RU / EN
SIAS / RJC

80

2023.06.12

Logic-semantic study of the Arabic language: issues of word formation

The same object—the Arabic literary language (ALL)—is constructed as two entirely different objects in theories developed within two types of scientific rationality: the Arabic linguistic tradition (ALT) and European linguistics (EL). The presumption of the possibility of a universal description of language "as such," or, more leniently, language in its authenticity, "as it is," shared by science and philosophy, is incorrect, as evidenced by the fact that the systems of description of ALA in ALT and EL do not coincide, as they employ entirely different tools of rationality, namely, systems of categories and contrasting logics of predication, both procedural and substantial. Each of the theories of these two types can be developed into a coherent discourse after initially defining a minimal segment of the sound substrate of speech and the logic of its accumulation into complex units.

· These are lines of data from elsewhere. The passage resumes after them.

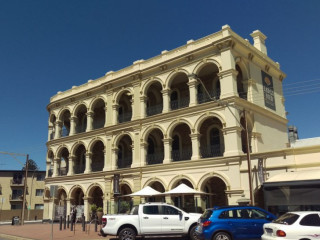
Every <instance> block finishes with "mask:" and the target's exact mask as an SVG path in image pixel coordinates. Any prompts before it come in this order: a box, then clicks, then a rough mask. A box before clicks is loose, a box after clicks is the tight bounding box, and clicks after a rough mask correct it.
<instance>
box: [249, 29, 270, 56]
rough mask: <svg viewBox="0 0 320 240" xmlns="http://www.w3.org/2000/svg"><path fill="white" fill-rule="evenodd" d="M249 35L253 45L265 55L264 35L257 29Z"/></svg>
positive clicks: (256, 48)
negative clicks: (252, 43)
mask: <svg viewBox="0 0 320 240" xmlns="http://www.w3.org/2000/svg"><path fill="white" fill-rule="evenodd" d="M250 36H251V37H252V38H253V46H254V47H255V48H256V49H258V50H260V51H261V52H263V53H264V54H266V55H267V47H266V44H265V40H266V39H267V37H266V35H264V34H263V33H262V32H260V31H259V30H255V31H253V33H251V34H250Z"/></svg>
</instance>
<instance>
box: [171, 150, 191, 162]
mask: <svg viewBox="0 0 320 240" xmlns="http://www.w3.org/2000/svg"><path fill="white" fill-rule="evenodd" d="M171 157H172V161H174V162H176V161H184V160H190V159H191V157H192V148H191V147H190V148H183V149H182V150H181V151H180V150H173V151H171Z"/></svg>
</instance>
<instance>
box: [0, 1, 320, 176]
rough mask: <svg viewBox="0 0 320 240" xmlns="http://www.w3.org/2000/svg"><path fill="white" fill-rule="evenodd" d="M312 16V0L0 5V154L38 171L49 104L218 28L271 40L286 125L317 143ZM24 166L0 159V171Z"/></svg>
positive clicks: (75, 2)
mask: <svg viewBox="0 0 320 240" xmlns="http://www.w3.org/2000/svg"><path fill="white" fill-rule="evenodd" d="M319 12H320V1H319V0H304V1H302V0H301V1H294V0H286V1H285V0H269V1H259V0H242V1H238V0H234V1H213V0H211V1H209V0H201V1H199V0H198V1H196V0H171V1H169V0H161V1H160V0H137V1H133V0H128V1H122V0H116V1H111V0H90V1H89V0H88V1H82V0H54V1H53V0H52V1H47V0H20V1H17V0H0V31H1V32H0V81H1V94H0V110H1V115H0V116H1V117H0V152H15V153H28V154H29V155H30V158H31V159H33V160H35V161H36V162H37V164H38V166H39V167H40V169H41V170H45V160H46V145H45V144H46V141H47V135H48V112H47V110H46V106H47V104H48V103H49V100H50V97H52V96H53V95H55V94H56V93H57V92H58V91H65V90H67V89H69V88H71V87H72V86H74V85H81V84H83V83H85V82H87V81H88V80H89V79H95V78H98V77H101V76H103V75H104V74H105V73H106V72H108V71H110V70H113V71H116V70H119V69H122V68H124V67H126V66H129V65H131V64H132V62H134V61H135V60H138V59H148V58H151V57H153V56H156V55H159V54H160V53H161V51H163V50H171V49H174V48H176V47H179V46H181V45H184V44H185V43H186V42H187V41H188V40H190V39H194V40H196V39H199V38H201V37H204V36H206V35H209V34H211V33H214V32H217V31H219V30H221V27H222V26H223V25H225V24H228V25H230V27H231V28H232V29H233V30H234V31H235V32H236V33H238V34H239V35H240V36H242V37H243V38H247V39H249V40H250V42H251V43H252V39H251V37H250V33H252V32H253V31H254V30H256V29H259V30H261V31H262V32H263V33H264V34H265V35H266V36H267V37H268V38H267V40H266V45H267V49H268V55H269V57H271V58H272V59H273V60H274V61H276V62H279V63H280V65H281V69H282V70H283V71H284V72H285V73H286V74H287V78H286V79H284V92H285V99H286V102H285V104H286V110H287V111H288V112H289V114H288V119H289V125H295V126H297V127H298V131H299V137H300V138H310V137H319V136H320V127H319V120H320V119H319V116H320V113H319V111H318V108H317V104H318V103H319V102H320V76H319V66H320V64H319V53H320V44H319V43H318V42H319V37H320V17H319ZM296 91H297V92H296ZM16 158H17V159H18V160H19V161H22V162H24V161H25V157H22V156H21V157H16ZM21 167H22V166H21V165H20V164H19V163H18V162H17V161H16V159H15V158H13V157H11V156H9V155H3V154H0V170H3V169H6V170H8V169H10V170H15V169H21Z"/></svg>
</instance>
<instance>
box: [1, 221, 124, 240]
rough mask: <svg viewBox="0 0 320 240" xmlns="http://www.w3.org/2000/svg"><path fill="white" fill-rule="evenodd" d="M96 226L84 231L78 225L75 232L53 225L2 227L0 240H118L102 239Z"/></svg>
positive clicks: (15, 225) (91, 227) (29, 224)
mask: <svg viewBox="0 0 320 240" xmlns="http://www.w3.org/2000/svg"><path fill="white" fill-rule="evenodd" d="M52 229H53V231H52ZM94 230H95V229H94V224H91V225H87V228H86V231H82V226H81V224H80V223H79V224H76V227H75V231H71V230H70V228H66V229H65V230H64V229H63V226H62V230H61V231H60V226H59V224H56V223H55V224H53V226H52V225H51V223H32V224H31V223H26V224H24V225H11V224H10V225H9V224H7V225H0V239H5V240H51V239H52V240H87V239H88V240H89V239H91V240H102V239H104V240H117V239H118V238H116V237H114V236H108V237H102V236H99V230H100V227H99V226H98V231H97V232H95V231H94Z"/></svg>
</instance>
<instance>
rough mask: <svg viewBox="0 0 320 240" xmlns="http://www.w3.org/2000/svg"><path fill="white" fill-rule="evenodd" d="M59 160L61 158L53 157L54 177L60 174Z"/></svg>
mask: <svg viewBox="0 0 320 240" xmlns="http://www.w3.org/2000/svg"><path fill="white" fill-rule="evenodd" d="M59 161H60V158H55V159H53V173H52V177H57V176H58V167H59Z"/></svg>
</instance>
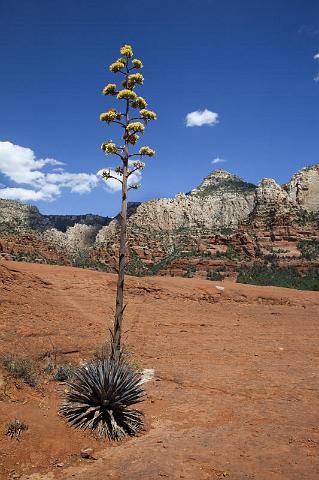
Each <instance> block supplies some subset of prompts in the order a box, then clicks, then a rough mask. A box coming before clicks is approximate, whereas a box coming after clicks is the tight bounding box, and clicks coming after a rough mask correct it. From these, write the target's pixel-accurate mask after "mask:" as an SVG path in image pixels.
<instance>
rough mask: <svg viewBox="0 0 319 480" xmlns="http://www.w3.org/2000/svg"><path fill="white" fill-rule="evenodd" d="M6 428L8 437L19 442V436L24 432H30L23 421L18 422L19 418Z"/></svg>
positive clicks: (10, 423)
mask: <svg viewBox="0 0 319 480" xmlns="http://www.w3.org/2000/svg"><path fill="white" fill-rule="evenodd" d="M6 427H7V428H6V435H8V436H9V437H11V438H13V437H15V438H16V439H17V440H18V439H19V436H20V435H21V433H22V432H23V431H25V430H28V425H27V424H26V423H25V422H23V421H22V420H18V419H17V418H15V419H14V420H10V422H8V423H7V426H6Z"/></svg>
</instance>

Although language is a special subject of description, since it is a product of collective intelligence, the conclusions of the conducted research are general. They consist in the fact that there are no absolute instruments of reason, and therefore no object of research can be taken as such. Any scientific theory must explicate "from scratch" the instruments of rationality it uses, take into account their decisive influence on the construction of the subject of research, and allow for the positing of the same object as an alternative subject of research by means of another rationality. [Completed with the support of the Russian Science Foundation grant No. 22-28-01509].